Vanney joined the Reds as Bezbatchenko’s assistant GM and the TFC Academy director last December, and he has a decorated résumé as a multiple-time MLS all-star defender, United States international, Chivas USA assistant coach and academy director with Chivas USA and Real Salt Lake. The hiring, however, continues TFC’s seeming aversion to hire coaches with any experience running MLS teams or even senior team soccer. Only Preki (107 games) and Mo Johnston (15 games) had ever run an MLS bench before taking over as TFC’s head coach. Chris Cummins, Nick Dasovic and Aron Winter all had backgrounds in academy soccer, plus Dasovic had been an assistant for several of Canada’s teams and the head coach of the U-23 team. eyond them, John Carver and Paul Mariner had cups of coffee running English clubs and Nelsen infamously went right from the Queens Park Rangers’ back line to Toronto’s top job before he’d even acquired a coaching licence.

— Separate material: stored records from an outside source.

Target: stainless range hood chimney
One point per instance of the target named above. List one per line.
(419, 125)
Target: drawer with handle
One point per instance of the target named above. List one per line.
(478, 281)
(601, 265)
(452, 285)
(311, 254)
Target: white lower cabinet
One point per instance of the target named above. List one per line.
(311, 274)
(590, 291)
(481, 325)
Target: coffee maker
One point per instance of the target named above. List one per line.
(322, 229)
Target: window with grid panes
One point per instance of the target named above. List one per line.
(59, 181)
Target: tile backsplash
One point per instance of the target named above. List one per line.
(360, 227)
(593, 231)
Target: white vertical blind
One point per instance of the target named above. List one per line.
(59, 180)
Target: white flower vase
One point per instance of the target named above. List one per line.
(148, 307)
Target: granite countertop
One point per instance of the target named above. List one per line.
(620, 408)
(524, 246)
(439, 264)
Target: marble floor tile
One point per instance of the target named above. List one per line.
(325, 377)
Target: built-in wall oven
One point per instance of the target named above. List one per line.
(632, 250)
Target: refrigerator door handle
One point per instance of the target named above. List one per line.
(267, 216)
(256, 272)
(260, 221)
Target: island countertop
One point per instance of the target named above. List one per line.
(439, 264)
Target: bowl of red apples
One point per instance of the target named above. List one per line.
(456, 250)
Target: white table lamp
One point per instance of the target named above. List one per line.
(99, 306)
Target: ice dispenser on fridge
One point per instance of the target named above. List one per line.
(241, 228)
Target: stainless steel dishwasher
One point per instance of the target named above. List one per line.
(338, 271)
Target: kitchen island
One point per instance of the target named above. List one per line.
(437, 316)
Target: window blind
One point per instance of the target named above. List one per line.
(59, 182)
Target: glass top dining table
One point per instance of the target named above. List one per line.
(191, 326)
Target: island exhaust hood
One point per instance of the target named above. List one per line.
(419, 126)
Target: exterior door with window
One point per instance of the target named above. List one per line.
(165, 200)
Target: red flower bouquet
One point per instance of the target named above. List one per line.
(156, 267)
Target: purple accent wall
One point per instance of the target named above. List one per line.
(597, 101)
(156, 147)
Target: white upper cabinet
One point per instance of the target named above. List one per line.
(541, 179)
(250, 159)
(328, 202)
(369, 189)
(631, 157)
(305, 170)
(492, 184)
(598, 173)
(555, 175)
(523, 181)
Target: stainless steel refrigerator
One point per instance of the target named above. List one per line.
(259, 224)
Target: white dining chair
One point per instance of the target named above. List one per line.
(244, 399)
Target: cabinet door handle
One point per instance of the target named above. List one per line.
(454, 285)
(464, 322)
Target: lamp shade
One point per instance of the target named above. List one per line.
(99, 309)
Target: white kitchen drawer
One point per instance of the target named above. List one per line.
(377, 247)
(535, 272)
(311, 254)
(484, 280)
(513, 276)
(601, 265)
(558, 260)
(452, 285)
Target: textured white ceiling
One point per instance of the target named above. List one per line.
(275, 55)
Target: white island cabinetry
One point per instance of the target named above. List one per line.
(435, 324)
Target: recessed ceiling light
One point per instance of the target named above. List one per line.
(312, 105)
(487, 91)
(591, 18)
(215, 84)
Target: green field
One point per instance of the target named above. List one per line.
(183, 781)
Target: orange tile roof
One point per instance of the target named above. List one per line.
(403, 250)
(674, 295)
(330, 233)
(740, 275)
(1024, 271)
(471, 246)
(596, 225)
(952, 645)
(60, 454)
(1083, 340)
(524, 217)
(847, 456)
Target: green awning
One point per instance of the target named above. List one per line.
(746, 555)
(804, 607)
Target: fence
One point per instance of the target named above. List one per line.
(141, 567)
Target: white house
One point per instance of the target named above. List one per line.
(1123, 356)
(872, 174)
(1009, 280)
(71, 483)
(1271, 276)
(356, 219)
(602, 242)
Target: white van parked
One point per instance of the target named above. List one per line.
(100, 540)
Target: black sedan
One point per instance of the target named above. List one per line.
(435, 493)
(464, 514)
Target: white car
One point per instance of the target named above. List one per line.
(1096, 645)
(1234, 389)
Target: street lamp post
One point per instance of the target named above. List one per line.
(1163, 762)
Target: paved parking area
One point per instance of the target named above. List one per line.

Dwayne De Rosario, with slightly less than three full years with TFC to his credit, has played under seven of those coaches. He declined to comment on why the Reds’ job is so hard on coaches, though he noted that the players were doing their best in the transition.

“It’s a tough position to come in at this stage, every other team is in full swing… while we’re kind of not reinventing the wheel [tactics-wise] but changing things a little bit,” De Rosario said. “We’re professionals, we’ve been through it before, whether it’s playing for a new coach or going to another team and having to adjust.”

It’s been an overall peculiar mix of placeholder assistants, inexperienced former players with ties to major European clubs and, most damningly, coaches who never worked as head coaches in MLS again after leaving the Reds (Dasovic is currently an Earthquakes assistant). If Toronto FC is the top-tier franchise that MLSE and TFC management so often claim it to be, one wonders why it’s been unable or unwilling to attract premium coaching talent to run the team.

It could be that a big-name coach who wants firm control over personnel and management decisions is simply too frightening a concept for MLSE executives who are notorious for meddling with their sports teams. Furthermore, if you’re a distinguished coach with the luxury of having job options, what does the Toronto job have to offer beyond a large paycheque?

After ignoring proven MLS coaches in favour of “project” coaches when this club was seen as a sleeping giant in its formative years, the Reds’ futility may force them to stick with projects since no big-name coaches will want the gig.

The Vanney era got off to a sour beginning for TFC, as the team continued its late-season collapse by suffering two shutout losses to the Philadelphia Union within a four-day span. Despite the number of games left to play, the events of the last few weeks have created a snowball effect that will leave the Reds again heading into an offseason looking for answers.

Forget Schrodinger’s cat — the TFC supporters’ belief in its team may already be on its ninth life.

(Tim Bezbatchenko declined to be interviewed for this piece).